Au moins une trentaine de personnes, sur les 200 qui ont été arrêtées dimanche après-midi, à Montréal, lors d'une manifestation houleuse contre la brutalité policière, font face à des accusations criminelles.
Plusieurs heurts avec les policiers ont éclaté pendant la manifestation, notamment sur l'avenue du Mont-Royal, ainsi que dans les rues du centre-ville.
Parmi les personnes arrêtées, 32 devront répondre à des accusations de nature criminelle.

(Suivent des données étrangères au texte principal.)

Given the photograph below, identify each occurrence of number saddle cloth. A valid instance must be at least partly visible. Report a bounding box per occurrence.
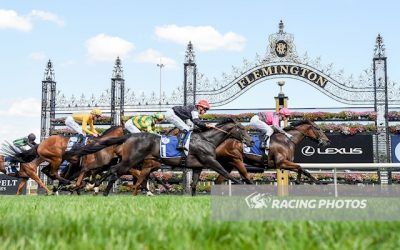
[243,134,271,156]
[160,131,192,158]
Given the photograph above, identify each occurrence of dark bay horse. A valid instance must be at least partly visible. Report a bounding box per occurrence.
[67,119,252,195]
[214,120,330,187]
[0,155,51,195]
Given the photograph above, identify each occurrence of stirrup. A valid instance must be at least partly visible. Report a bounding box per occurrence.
[176,130,188,151]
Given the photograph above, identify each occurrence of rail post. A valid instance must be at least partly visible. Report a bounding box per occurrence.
[275,81,289,196]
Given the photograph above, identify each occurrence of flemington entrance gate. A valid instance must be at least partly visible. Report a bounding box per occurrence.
[41,21,400,186]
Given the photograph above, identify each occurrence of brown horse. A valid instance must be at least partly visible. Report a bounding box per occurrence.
[214,120,330,188]
[0,155,51,195]
[67,119,252,195]
[19,126,124,186]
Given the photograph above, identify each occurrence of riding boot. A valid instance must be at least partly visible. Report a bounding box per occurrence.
[177,130,188,151]
[76,134,84,144]
[260,134,269,149]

Au moins 17 de ces personnes passeront lundi devant la Cour municipale de Montréal pour répondre à un éventail d'accusations, dont vols, méfaits, agressions armées, voies de fait sur des policiers et possession d'armes dans un dessein dangereux.
Les policiers ont par ailleurs saisi, lors de ces arrestations, plusieurs objets contondants, notamment des bâtons de baseball, des masses et divers projectiles. Deux policiers ont été blessés. L'un d'entre eux a été atteint au bras par une brique.
Les 189 autres personnes arrêtées par les policiers recevront quant à elles une amende de 100 $, plus 44 $ de frais pour avoir enfreint des règlements municipaux.
Plusieurs actes de vandalisme ont aussi été signalés, notamment des vitrines de commerce brisées, des voitures endommagées et divers dégâts infligés aux biens publics. Des incendies mineurs ont aussi été allumés.
La Ville veut rectifier le tir
Au lendemain de ces rixes, le maire de Montréal, Gérald Tremblay, s'est engagé à mieux encadrer cette manifestation annuelle à l'avenir. Il souhaite entre autres faire déterminer et respecter un trajet pour les manifestants, afin de mieux suivre leur progression et d'éviter les poursuites dans les rues.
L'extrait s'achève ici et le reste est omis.